A new Mac malware, dubbed OSX/KitM.A, is rumored to infiltrate a Mac computer through a phishing attack email. The payload of the email contains a backdoor app called 'macs.app', which is known to load automatically at log-in where it starts to take screenshots and sends it to the MacApp folder in the home directory of the user.

So far, there are two command and control servers related to the malware located at docsforum.info and securitytable.org. Currently one of the control servers seems not to work while the other, securitytable.org, returns a simple message reading 'public access forbidden'.

The more surprising aspects found out of this new Mac malware so far as to be that it is exclusive in the manner that it is signed with what appears to be a legitimate Apple Developer ID and Rajender Kumar's name. The name rings a bell of a late Bollywood starlet but may not have any real connotation to this specific log-in-stealing Mac malware threat. It is possible, as mentioned by the researchers investigating this new Mac malware, that the threat uses a proper Apple Developers ID, to simply bypass Apple's Gatekeeper security software.

The OSX/KitM.A Mac malware is clearly a targeted distribution type that may be a new patter utilized by cybercrooks in the near future for attacking Mac systems.

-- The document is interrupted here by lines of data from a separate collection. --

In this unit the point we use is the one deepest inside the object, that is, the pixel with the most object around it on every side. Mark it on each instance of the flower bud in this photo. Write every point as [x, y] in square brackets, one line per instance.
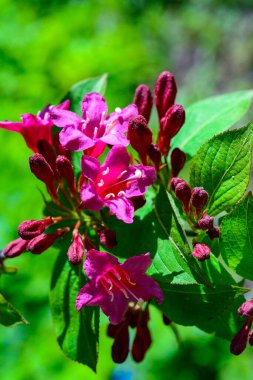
[201, 252]
[199, 198]
[170, 126]
[65, 170]
[42, 242]
[177, 159]
[206, 223]
[239, 341]
[76, 249]
[15, 248]
[155, 155]
[140, 136]
[29, 229]
[246, 309]
[165, 92]
[108, 238]
[43, 171]
[144, 101]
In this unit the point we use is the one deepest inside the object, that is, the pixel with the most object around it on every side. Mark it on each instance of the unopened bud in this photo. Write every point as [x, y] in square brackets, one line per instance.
[177, 159]
[239, 342]
[170, 126]
[165, 92]
[144, 101]
[155, 154]
[76, 249]
[213, 233]
[29, 229]
[108, 238]
[140, 136]
[15, 248]
[42, 242]
[65, 170]
[206, 223]
[201, 252]
[43, 171]
[246, 309]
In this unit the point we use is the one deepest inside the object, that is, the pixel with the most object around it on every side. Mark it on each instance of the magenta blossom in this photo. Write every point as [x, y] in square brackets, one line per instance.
[114, 183]
[35, 127]
[94, 130]
[113, 285]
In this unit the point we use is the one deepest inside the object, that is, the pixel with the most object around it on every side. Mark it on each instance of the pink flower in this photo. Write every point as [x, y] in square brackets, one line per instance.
[114, 183]
[94, 130]
[35, 128]
[113, 285]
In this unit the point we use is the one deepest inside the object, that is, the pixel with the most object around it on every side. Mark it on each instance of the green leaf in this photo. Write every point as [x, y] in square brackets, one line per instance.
[237, 238]
[80, 89]
[209, 117]
[222, 167]
[10, 316]
[77, 332]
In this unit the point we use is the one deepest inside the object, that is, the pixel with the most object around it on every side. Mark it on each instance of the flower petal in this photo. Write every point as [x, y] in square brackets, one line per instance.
[97, 263]
[122, 208]
[90, 198]
[90, 167]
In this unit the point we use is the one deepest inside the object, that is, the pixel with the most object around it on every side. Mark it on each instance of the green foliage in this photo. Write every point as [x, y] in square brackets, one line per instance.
[236, 238]
[222, 167]
[9, 316]
[209, 117]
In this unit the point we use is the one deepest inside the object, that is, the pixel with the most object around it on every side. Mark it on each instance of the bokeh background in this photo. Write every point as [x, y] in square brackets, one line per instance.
[47, 46]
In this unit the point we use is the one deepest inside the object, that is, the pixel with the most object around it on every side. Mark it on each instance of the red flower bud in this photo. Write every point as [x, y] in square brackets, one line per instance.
[205, 223]
[15, 248]
[144, 101]
[65, 170]
[170, 126]
[76, 249]
[108, 238]
[140, 136]
[201, 252]
[43, 171]
[42, 242]
[29, 229]
[177, 159]
[165, 92]
[155, 155]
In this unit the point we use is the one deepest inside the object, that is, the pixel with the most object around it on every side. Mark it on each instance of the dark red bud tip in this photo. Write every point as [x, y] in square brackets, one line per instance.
[76, 249]
[141, 343]
[144, 101]
[171, 123]
[47, 151]
[15, 248]
[246, 309]
[29, 229]
[239, 341]
[177, 159]
[108, 238]
[155, 155]
[43, 171]
[65, 170]
[165, 92]
[201, 252]
[140, 136]
[206, 223]
[214, 233]
[120, 347]
[199, 198]
[42, 242]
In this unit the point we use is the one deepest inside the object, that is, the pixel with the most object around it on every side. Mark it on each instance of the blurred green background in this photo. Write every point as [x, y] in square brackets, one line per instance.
[47, 46]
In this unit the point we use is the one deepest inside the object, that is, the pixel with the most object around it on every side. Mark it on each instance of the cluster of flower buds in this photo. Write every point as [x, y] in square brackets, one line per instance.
[239, 342]
[135, 318]
[171, 118]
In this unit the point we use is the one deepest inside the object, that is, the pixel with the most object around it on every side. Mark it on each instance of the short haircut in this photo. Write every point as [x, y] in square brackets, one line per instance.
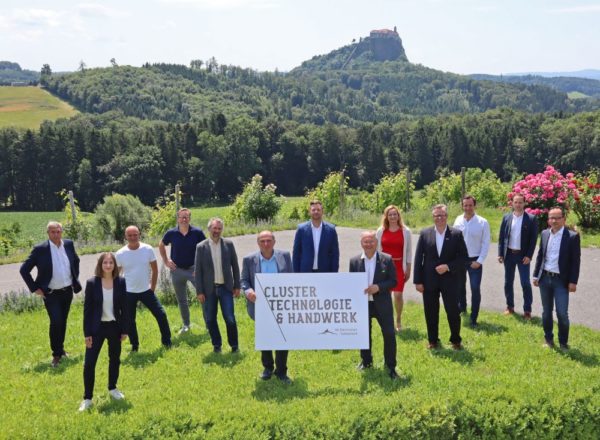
[470, 197]
[99, 272]
[215, 220]
[53, 224]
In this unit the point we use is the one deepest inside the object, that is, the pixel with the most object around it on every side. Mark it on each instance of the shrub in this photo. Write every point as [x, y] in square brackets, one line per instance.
[586, 203]
[256, 202]
[118, 211]
[330, 192]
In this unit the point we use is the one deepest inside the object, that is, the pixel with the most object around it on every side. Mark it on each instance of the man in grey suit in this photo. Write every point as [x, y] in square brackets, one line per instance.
[218, 281]
[267, 260]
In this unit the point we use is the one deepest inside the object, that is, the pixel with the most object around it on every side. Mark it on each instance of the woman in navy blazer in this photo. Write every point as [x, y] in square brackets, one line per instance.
[104, 317]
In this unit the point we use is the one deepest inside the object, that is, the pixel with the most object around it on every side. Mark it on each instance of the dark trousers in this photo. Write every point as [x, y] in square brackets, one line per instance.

Management of this particular malware will include examining log-in items on a Mac and getting rid of the macs.app program. Until a better solution is discovered for alleviating the potential problems of OSX/KitM.A malware, unlucky Mac users may want to consider taking the step of removing the macs.app program. The macs.app program may be located in either the Applications folder, Downloads folder or in the drive's root directory.